Compute PSU Sampling Design Parameters
Source:R/StoxAnalyticalBaselineFunctions.R
ComputePSUSamplingParameters.Rd
Compute sampling parameters for Primary Sampling Units in multi-stage sampling.
Arguments
- StoxBioticData
StoxBioticData
Sample data to construct design parameters from- DefinitionMethod
'AdHocStoxBiotic' or 'ProportionalPoissonSampling'
- SamplingUnitId
name of column in 'StoxBioticData' that identifies the Primary Sampling Unit the design is constructed for.
- StratificationColumns
name of columns that are to be used to define Strata for sampling. (for DefinitionMethod 'AdHocStoxBiotic'). See
PSUSamplingParametersData
- StratumName
name of the stratum sampling parameters are calculated for (for DefinitionMethod 'ProportionalPoissonSampling')
- Quota
expected total catch in sampling frame in kg (for DefinitionMethod 'ProportionalPoissonSampling')
- ExpectedSampleSize
the expected sample size for Possion sampling (for DefinitionMethod 'ProportionalPoissonSampling')
Details
Computes Sampling Design Parameters from data, given some assumptions specified by the 'DefinitionMethod'.
Primary Sampling Units (the argument 'SamplingUnitId') may be identified by any categorical (character, factor) or ordinal (factor, integer) variable in 'StoxBioticData', that are associated with the 'Sample'-table or any table above 'Sample' in the StoxBiotic-hierarchy.
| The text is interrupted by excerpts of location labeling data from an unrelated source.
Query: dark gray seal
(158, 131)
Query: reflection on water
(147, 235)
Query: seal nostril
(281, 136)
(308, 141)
If 'DefinitionMethod' is 'AdHocStoxBiotic', equal probability sampling with fixed sample size will be assumed withing strata, as well as selection with replacement and complete response. This is a reasonable approximation if within-strata sampling is approximately simple random selections, the sample intensitiy is low (only a small fraction of the population is sampled), and non-response is believed to be random. StratificationVariables may be any categorical or ordinal variables in 'StoxBioticData', that are associated with the 'Sample'-table or any table above 'Sample' in the StoxBiotic-hierarchy, and strata will be defined as the combination of these variables. Primary Sampling Units must be selected withing stratum, so the function will fail there are several strata in one PSU.
If 'DefinitionMethod' is 'ProportionalPoissonSampling', Unstratified (singe stratum) Poission sampling with selection probabilities proportional to catch size is assumed. 'SamplingUnitId' must be a variable on the Haul table of 'StoxBioticData' for this option, and the data must contain only one species (SpeciesCategory in 'StoxBioticData'). SelectionProbabilities are assigned based on the total catch of the species in each haul. Specifically, for a haul \(i\); selectionprobabilites, \(p_{i}\) and inclusionprobabilities \(\pi_{i}\) are calculated as:
$$p_{i}=\frac{w_{i}}{W}$$
$$\pi_{i}=1-(1-p_{i})^{n}$$
where:
\(w_{i}\) is the sum of all catch weights in haul \(i\) ('CatchFractionWeight' on the 'Sample' table of 'StoxBioticData')
\(W\) is the expected total catch in the fishery (argument 'Quota')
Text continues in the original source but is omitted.